In this example, we also specify that we want to compute the average metrics over a rolling window of 120s where consecutive windows overlap by 60s.
bash execute_analysis.sh respiration compute_metrics /home/sub-001_ses-1_acq-respiration_run-1.txt 1440 --average_metrics_window_length 120 --average_metrics_window_overlap 60
or
bash execute_analysis.sh plethysmography compute_metrics /home/sub-001_ses-1_acq-pulseox_run-1.txt 1440 --average_metrics_window_length 120 --average_metrics_window_overlap 60
The full list of metrics for each modality is specified below.
Plethysmography: heart rate (HR), period, heart rate variability computed from the standard deviation of the period (HRV_std), heart rate variability computed from the root mean square of successive differences between normal heartbeats (HRV_rmssd), plethysmography variability index (PVI), entropy and metrics that characterize the heart beat shape (width at base, width at half max and width at quarter max).
Respiration: respiration rate (RR), period, respiratory variability (RV) computed from the standard deviation of the detrended-smoothed-respiration trace, resp rate variability (RRV) computed from the standard deviation of the period (RRV_std), resp rate variability computed from the root mean square of successive differences between normal breaths (RRV_rmssd) and entropy.
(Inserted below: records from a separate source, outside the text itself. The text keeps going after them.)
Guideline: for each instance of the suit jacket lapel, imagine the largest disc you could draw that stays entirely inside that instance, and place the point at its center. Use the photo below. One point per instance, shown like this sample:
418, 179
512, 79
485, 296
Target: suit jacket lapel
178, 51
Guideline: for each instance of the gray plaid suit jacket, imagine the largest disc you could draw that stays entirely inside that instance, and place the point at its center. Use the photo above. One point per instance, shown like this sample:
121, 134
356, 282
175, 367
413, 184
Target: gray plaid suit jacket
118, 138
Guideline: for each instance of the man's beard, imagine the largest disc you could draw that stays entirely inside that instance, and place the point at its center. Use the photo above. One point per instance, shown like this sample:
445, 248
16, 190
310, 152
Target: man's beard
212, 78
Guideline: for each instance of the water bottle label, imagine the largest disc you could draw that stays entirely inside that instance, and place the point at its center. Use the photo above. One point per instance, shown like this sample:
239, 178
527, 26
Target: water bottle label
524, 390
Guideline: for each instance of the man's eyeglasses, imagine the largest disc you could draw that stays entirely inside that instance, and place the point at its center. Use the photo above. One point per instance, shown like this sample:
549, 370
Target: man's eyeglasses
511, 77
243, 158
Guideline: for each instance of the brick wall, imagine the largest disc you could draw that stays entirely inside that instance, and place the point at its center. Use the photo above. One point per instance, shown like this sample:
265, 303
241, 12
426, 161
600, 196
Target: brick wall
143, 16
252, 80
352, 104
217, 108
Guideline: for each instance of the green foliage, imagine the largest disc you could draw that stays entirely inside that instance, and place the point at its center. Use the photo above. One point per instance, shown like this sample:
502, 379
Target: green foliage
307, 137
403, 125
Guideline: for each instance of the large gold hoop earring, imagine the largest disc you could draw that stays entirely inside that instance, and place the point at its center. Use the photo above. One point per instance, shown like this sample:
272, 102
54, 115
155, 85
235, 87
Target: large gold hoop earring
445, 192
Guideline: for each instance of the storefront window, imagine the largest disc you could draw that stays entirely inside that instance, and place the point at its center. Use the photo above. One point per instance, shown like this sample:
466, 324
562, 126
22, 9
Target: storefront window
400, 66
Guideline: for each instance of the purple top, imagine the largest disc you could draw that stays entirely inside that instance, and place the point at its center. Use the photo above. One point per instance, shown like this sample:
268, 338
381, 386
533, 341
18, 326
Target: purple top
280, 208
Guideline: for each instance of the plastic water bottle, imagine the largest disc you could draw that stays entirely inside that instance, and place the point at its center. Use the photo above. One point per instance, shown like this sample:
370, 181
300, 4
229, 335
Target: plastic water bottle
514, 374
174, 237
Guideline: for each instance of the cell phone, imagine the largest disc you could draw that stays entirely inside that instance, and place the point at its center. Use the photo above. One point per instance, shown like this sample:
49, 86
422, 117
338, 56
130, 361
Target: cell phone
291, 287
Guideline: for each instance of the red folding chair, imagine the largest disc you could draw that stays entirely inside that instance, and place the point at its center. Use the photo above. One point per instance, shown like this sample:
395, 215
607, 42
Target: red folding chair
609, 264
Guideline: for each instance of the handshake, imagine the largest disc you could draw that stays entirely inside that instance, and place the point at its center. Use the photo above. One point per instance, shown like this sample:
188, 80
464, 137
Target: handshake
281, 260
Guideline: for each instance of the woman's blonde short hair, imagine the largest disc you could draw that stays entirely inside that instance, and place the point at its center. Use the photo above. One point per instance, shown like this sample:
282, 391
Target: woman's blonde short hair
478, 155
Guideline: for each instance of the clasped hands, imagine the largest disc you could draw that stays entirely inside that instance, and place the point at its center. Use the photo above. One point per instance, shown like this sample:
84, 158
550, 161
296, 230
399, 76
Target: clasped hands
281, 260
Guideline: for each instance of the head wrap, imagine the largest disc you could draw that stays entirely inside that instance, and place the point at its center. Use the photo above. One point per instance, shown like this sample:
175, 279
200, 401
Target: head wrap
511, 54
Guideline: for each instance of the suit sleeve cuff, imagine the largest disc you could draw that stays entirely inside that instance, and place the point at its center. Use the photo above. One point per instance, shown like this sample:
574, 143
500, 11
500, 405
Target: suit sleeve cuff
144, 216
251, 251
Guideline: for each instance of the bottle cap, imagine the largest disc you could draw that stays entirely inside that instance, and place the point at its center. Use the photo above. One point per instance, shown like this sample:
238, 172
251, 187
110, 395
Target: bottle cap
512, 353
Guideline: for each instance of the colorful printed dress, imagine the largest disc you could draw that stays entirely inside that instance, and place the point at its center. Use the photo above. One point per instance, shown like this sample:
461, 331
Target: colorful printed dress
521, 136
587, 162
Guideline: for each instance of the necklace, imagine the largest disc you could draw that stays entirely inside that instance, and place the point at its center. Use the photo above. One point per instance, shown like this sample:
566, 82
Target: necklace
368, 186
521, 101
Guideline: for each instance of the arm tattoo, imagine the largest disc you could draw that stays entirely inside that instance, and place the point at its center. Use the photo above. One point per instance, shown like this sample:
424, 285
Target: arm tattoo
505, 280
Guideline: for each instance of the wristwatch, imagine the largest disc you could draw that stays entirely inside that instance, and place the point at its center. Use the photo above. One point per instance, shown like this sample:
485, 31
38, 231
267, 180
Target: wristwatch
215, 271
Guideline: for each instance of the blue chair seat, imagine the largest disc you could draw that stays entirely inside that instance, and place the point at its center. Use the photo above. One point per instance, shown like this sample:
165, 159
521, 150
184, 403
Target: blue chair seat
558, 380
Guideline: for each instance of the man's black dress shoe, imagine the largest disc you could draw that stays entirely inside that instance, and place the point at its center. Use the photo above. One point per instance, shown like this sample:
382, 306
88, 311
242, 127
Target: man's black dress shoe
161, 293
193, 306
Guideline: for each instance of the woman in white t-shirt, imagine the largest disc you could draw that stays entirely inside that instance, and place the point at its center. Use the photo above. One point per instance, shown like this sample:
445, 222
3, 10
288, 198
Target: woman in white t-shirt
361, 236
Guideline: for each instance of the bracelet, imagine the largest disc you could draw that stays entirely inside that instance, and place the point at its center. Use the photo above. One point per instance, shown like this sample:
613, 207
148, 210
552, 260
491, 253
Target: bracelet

The output file pleth_metrics_per_sample.csv will contain an instantaneous value of the aforementioned metrics for each sample of the original trace. As the period, HRV and PVI are calculated from beat to beat, the value for these metrics will only change with each new breath. There will be a gap of a few seconds at the start of each csv.
The output file pleth_metrics_per_window.csv is produced when the user specifies a window length to average over. The file contains the average of each instantaneous metric over the window (e.g. "Instantaneous HRV period std-window mean") as well as the result of computing that metric directly over the whole window (e.g. "HRV-overall period window std" is the standard deviation of all periods across the whole window). The two results are often very highly correlated, but both are provided anyways.